Вот и приходится грызть хурууд – сушеный творог, пить небеленый чай. Это невкусно, к тому же, сколько ни грызи, все есть хочется. По нескольку раз в день подбегают они теперь к стайке Пеструхи и упрашивают ее поскорее принести теленочка. А Пеструха смотрит на них большими влажными глазами и жалостно мычит. Пеструху теперь не выпускают – вдруг в степи теленочка уронит? Молока нет, хлеба тоже.
В один из таких дней бабушка сказала:
– Сегодня с поля моего сына увезли на молотилку последние копны ячменя. Хотите, попробуем колоски собрать – поле теперь пустое.
Агван так обрадовался, что почти всю ночь уснуть не мог. Наберут колосков – лепешки будут!
Утром, рано-рано, запрягли в одноколку бычка – этот ленивец заменял пока их Каурого, а Каурый все болел.
Вика забралась к бабушке на колени, но Агван так волновался, что даже не рассердился. Он будет править! Лишь глянул искоса: ишь, неженка.
Холодно очень, как зимой. Агван передернул плечами. Да ладно. Он потерпит. Он мужчина.
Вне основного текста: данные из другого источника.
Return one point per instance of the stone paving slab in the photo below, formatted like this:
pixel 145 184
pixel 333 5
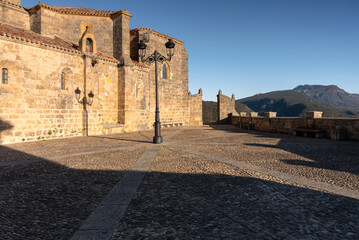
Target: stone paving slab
pixel 192 197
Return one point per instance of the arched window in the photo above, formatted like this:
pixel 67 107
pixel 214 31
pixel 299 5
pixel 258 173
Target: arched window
pixel 62 81
pixel 89 45
pixel 136 90
pixel 164 71
pixel 4 76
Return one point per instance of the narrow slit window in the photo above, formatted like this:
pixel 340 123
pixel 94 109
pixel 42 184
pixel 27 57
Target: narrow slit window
pixel 89 45
pixel 4 76
pixel 62 81
pixel 164 72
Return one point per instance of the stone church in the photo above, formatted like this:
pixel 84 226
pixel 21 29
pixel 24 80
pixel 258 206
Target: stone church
pixel 48 53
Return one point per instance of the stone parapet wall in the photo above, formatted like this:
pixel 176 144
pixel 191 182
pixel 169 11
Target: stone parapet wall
pixel 32 104
pixel 225 106
pixel 348 128
pixel 14 15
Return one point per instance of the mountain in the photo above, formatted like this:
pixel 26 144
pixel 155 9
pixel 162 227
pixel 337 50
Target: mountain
pixel 332 95
pixel 294 103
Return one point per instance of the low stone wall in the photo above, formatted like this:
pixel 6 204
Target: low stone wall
pixel 195 106
pixel 225 106
pixel 333 128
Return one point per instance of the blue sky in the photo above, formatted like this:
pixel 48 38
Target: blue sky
pixel 253 46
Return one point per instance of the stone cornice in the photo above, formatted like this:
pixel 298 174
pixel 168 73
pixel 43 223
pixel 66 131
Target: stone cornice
pixel 26 37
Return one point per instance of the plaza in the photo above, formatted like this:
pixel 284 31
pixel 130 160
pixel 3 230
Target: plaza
pixel 207 182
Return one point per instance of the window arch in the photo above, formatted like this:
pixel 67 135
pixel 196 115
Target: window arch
pixel 4 76
pixel 89 45
pixel 62 81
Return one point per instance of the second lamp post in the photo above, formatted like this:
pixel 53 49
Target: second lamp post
pixel 156 57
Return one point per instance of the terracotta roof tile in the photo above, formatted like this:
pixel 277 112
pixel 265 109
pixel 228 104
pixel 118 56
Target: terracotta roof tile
pixel 35 38
pixel 14 4
pixel 79 11
pixel 139 64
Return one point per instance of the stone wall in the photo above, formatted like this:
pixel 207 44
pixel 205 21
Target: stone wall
pixel 49 23
pixel 225 106
pixel 195 104
pixel 173 91
pixel 14 15
pixel 35 106
pixel 334 128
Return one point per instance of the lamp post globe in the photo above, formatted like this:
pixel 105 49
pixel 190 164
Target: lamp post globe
pixel 156 57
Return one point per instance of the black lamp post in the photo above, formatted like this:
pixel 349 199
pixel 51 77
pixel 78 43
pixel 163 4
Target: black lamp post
pixel 156 57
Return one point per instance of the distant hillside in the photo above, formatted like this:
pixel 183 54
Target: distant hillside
pixel 291 103
pixel 332 95
pixel 209 111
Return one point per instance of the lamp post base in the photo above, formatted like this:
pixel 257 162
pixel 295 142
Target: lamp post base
pixel 157 139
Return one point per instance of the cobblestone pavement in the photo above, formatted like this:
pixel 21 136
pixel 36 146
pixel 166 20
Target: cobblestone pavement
pixel 48 189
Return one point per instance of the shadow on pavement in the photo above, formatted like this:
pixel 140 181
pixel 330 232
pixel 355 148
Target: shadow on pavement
pixel 45 200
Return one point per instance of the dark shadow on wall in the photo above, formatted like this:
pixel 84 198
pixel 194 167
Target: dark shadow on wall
pixel 322 153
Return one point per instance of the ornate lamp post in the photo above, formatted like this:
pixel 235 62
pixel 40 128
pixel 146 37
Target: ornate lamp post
pixel 156 57
pixel 85 102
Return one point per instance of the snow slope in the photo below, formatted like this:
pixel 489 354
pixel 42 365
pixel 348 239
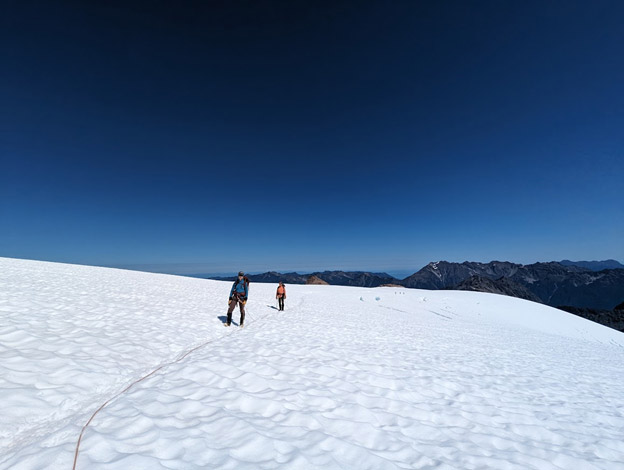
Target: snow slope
pixel 345 378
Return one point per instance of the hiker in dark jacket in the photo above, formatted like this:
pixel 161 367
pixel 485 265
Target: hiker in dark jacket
pixel 280 295
pixel 238 295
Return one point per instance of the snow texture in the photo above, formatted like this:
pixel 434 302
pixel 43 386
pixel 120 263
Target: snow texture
pixel 345 378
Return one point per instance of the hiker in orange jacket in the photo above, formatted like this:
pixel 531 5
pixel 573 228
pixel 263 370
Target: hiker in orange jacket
pixel 281 295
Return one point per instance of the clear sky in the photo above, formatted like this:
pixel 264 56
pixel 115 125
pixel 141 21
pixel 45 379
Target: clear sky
pixel 218 136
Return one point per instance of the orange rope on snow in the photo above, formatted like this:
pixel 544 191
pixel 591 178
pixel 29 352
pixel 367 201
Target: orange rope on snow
pixel 84 428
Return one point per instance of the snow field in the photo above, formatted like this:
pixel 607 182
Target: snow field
pixel 345 378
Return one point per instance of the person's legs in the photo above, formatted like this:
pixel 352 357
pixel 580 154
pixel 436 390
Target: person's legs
pixel 230 310
pixel 241 306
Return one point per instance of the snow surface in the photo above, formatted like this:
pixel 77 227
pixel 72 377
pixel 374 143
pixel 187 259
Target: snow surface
pixel 345 378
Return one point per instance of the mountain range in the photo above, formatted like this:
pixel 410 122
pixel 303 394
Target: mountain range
pixel 580 284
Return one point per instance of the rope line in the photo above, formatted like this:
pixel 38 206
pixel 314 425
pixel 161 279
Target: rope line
pixel 162 366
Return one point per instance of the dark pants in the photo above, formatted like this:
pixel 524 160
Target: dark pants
pixel 241 306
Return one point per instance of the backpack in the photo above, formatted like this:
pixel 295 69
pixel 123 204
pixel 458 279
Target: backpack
pixel 245 280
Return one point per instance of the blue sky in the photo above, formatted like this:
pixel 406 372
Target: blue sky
pixel 219 136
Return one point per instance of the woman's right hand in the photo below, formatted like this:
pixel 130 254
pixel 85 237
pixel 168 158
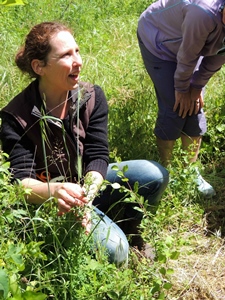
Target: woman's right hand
pixel 69 195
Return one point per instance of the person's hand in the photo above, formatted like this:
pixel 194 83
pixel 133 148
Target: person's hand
pixel 71 195
pixel 183 101
pixel 196 99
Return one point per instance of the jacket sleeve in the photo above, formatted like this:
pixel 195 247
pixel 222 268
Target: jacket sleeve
pixel 18 147
pixel 96 153
pixel 196 28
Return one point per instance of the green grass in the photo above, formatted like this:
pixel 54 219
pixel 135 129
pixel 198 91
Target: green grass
pixel 187 231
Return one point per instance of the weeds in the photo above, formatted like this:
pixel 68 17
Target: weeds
pixel 187 232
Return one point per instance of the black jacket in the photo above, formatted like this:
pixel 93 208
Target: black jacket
pixel 41 145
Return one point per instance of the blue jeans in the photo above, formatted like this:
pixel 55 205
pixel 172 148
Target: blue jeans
pixel 152 178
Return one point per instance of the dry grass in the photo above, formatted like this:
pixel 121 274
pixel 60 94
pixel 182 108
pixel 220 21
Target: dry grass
pixel 199 272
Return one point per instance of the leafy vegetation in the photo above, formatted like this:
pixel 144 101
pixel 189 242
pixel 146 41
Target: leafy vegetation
pixel 39 258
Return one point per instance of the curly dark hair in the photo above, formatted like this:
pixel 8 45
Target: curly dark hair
pixel 37 46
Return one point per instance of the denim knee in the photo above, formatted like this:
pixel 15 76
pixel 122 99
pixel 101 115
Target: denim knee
pixel 109 237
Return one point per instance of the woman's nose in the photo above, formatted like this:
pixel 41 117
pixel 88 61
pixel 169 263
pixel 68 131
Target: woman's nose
pixel 76 59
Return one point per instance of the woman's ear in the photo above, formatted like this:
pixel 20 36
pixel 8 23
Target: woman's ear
pixel 37 66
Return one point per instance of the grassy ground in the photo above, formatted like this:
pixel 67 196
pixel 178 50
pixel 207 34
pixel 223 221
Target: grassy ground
pixel 187 231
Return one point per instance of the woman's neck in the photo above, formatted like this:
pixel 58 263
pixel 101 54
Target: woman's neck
pixel 56 104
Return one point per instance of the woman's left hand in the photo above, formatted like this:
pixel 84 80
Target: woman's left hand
pixel 197 101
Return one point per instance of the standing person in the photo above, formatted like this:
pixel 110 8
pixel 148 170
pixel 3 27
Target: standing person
pixel 55 133
pixel 182 46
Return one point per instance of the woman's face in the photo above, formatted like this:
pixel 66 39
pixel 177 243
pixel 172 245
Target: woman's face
pixel 63 63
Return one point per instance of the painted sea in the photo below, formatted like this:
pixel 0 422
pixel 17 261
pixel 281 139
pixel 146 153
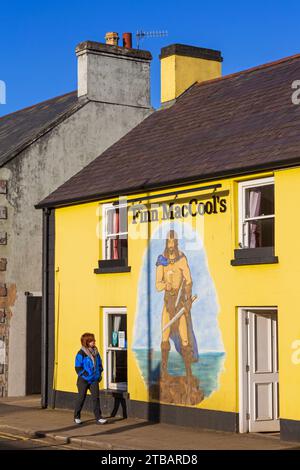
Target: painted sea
pixel 207 369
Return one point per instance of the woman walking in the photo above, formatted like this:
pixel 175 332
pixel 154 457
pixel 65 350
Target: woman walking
pixel 88 365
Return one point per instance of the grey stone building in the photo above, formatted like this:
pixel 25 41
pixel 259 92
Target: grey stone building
pixel 40 148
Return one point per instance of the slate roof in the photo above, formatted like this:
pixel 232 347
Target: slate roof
pixel 21 128
pixel 236 124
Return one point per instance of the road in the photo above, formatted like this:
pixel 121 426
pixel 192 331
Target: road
pixel 13 441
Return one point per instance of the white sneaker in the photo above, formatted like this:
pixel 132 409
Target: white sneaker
pixel 102 421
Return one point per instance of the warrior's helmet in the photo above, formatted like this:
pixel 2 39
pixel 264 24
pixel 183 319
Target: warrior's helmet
pixel 171 247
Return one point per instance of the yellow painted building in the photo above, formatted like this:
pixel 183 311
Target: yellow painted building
pixel 192 216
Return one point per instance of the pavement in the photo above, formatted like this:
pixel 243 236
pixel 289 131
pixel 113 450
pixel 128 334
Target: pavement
pixel 24 417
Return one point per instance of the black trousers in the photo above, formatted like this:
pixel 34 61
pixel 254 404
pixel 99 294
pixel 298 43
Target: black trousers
pixel 83 387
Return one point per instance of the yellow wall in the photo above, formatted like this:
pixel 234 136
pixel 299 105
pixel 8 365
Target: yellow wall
pixel 80 295
pixel 178 73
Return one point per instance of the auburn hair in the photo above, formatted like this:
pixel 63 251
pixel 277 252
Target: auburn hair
pixel 86 339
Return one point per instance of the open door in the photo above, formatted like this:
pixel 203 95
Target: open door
pixel 33 345
pixel 260 407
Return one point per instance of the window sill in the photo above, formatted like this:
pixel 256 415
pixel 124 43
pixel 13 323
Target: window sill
pixel 112 266
pixel 252 256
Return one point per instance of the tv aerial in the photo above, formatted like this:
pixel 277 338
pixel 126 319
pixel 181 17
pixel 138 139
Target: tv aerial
pixel 141 35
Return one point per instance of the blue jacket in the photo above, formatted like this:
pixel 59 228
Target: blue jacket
pixel 85 368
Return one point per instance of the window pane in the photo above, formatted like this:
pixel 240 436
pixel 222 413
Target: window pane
pixel 123 219
pixel 119 366
pixel 116 323
pixel 110 221
pixel 260 201
pixel 261 233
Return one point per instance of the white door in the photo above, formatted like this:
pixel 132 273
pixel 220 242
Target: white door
pixel 262 371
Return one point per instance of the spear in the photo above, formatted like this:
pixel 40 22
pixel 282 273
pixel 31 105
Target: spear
pixel 178 315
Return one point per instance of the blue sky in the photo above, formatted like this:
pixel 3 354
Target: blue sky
pixel 38 38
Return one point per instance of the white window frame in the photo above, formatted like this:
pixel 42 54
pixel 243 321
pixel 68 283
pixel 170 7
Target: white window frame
pixel 106 348
pixel 243 186
pixel 105 208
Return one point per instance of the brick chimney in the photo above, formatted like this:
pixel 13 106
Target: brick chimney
pixel 113 74
pixel 182 66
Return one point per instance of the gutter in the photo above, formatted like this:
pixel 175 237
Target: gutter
pixel 44 385
pixel 197 179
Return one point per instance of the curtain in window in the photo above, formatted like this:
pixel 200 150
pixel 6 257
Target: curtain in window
pixel 117 322
pixel 254 208
pixel 116 229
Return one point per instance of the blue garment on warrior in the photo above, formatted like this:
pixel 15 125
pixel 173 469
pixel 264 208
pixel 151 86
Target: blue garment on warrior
pixel 86 369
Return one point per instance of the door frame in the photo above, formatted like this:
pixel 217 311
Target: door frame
pixel 243 354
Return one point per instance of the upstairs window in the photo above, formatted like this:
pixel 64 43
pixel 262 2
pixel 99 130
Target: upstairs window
pixel 256 213
pixel 115 233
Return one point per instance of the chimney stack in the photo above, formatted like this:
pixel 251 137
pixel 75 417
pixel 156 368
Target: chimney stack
pixel 112 39
pixel 112 74
pixel 127 40
pixel 182 66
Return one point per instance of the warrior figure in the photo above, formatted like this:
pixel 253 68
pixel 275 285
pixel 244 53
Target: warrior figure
pixel 173 276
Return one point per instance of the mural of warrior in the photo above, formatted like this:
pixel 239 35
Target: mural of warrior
pixel 173 276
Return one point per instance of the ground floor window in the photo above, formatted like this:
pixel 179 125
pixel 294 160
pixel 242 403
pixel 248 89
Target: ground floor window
pixel 115 345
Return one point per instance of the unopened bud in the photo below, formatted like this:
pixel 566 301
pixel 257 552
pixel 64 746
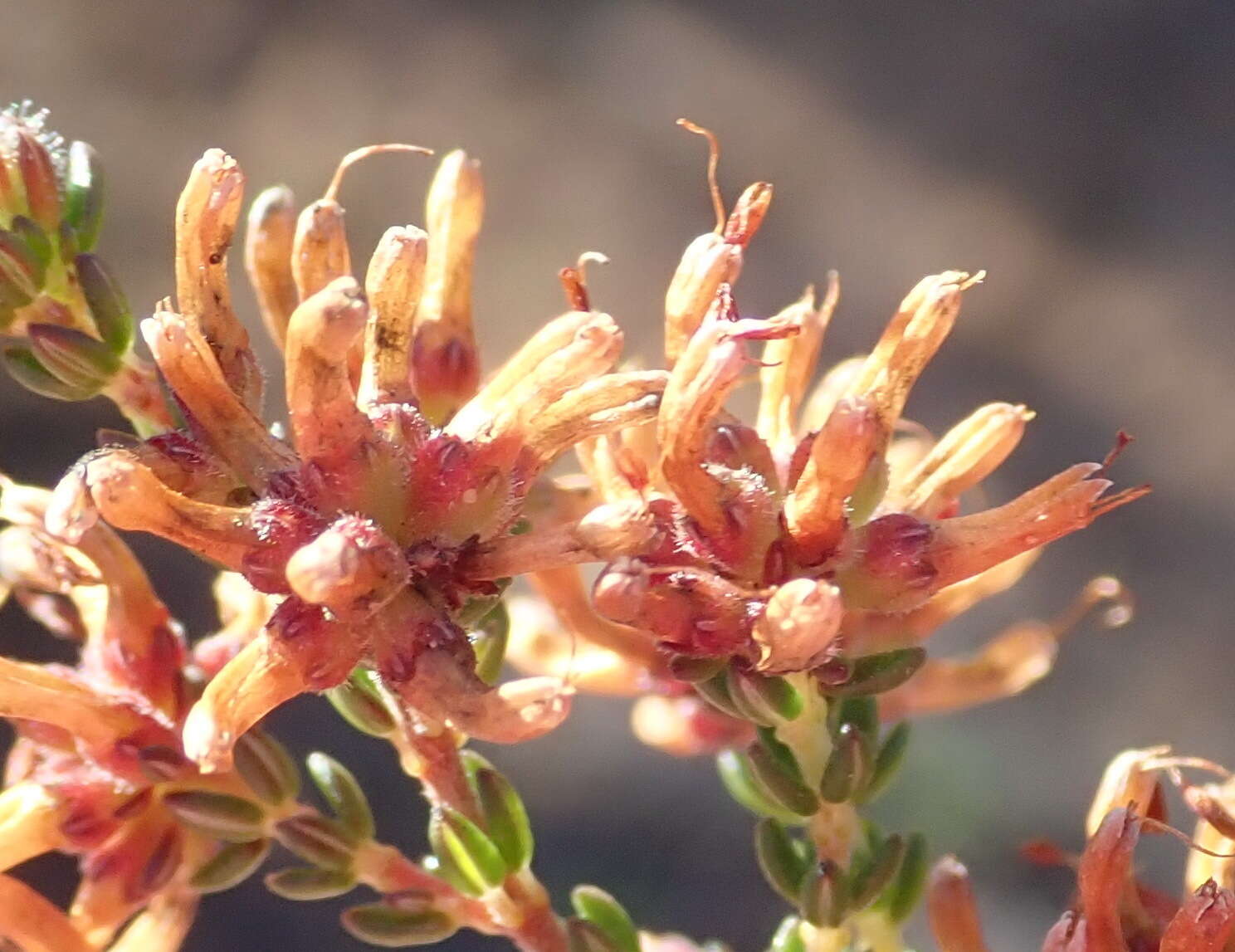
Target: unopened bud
pixel 950 906
pixel 266 766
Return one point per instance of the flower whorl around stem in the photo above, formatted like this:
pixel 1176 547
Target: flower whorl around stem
pixel 384 521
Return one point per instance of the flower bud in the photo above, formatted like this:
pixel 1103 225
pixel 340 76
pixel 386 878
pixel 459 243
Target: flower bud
pixel 799 625
pixel 1129 780
pixel 951 911
pixel 445 361
pixel 967 455
pixel 394 284
pixel 1204 923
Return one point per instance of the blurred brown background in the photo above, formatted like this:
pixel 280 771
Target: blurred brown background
pixel 1080 151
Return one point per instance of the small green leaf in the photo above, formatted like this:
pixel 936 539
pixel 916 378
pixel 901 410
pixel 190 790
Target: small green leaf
pixel 109 308
pixel 847 766
pixel 309 883
pixel 906 888
pixel 823 901
pixel 788 936
pixel 318 840
pixel 505 818
pixel 877 673
pixel 473 853
pixel 607 914
pixel 344 794
pixel 875 875
pixel 782 785
pixel 224 817
pixel 359 701
pixel 266 766
pixel 84 194
pixel 232 866
pixel 389 927
pixel 887 762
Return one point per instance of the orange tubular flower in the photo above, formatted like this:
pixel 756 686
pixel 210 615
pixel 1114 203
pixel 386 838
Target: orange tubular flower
pixel 98 769
pixel 384 524
pixel 1113 911
pixel 789 549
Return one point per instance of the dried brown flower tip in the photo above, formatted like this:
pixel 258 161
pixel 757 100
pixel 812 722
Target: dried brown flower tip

Колеса звонко прорезают топкий ледок луж, тягуче хлюпают, вдавливаясь в подтаявшую землю. Оборачивается Агван: две четкие кривые линии вытекают из-под колес, все дальше и дальше отодвигается изба и кошара. Как там мама? Еще никак не поправится, кашляет. Но он сразу обо всем забывает – у них будут лепешки! Носится вокруг Янгар. Почему он не оставляет следов? Высунул розовый язык и визжит. А то остановится, понюхает землю, поскребет когтями, расчихается и уносится прочь. Понимает, что суслики еще спят глубоко в земле и вылезать им пока рано.
Бык едва ноги переставляет, кричи не кричи – не Каурый! Бабушка покачивает на коленях Вику и ругает быка за лень. Дергает Агван вожжи, по бык только помахивает тощим облезлым хвостом и плетется, по-прежнему. Агвану становится скучно. Он задирает голову – небо высокое, светлое. Низко над степью, распластав крылья, кружит коршун. Тоже ленивый. Почему он не падает? Почему крыльями не машет, а летит? Может, Вика знает? Но он вспомнил про галок и не стал спрашивать. Так и просидел всю дорогу расстроенный – ничего он объяснить не умеет. У края поля остановились. Агван спрыгнул первым, помог слезть Вике. Бабушка повесила им на шеи кожаные сумки, вздохнула:
– Смотрите, уже собирают. Ох, трудно людям.
Агван увидел черные маленькие фигурки, которые будто кланялись земле – просили у нее хлеба.
Бабушка подошла к кругу, отпечатанному копной, подняла первый колос, отломила и бросила солому.
– Здесь ищите, здесь стояла копна.
Тугой колос мягко упал на дно мешочка.
Агван тоже поднял колос, подержал в руке, сказал важно Вике:
– Много хлеба пропало.
А Вика оглядывалась растерянно – она еще не нашла ни одного колоска. Агван протянул ей свой. Радостно заблестели ее глаза, а он засмеялся:
– Мы много, много найдем, вот увидишь!
Палкой с острым концом бабушка постукивала по земле: тук-тук.
– Зачем стучишь? – удивился он.
– Ищу клад зерна. Мышки запасливы. С осени натаскают зерна в норку, всю зиму едят да еще и до нового урожая остается.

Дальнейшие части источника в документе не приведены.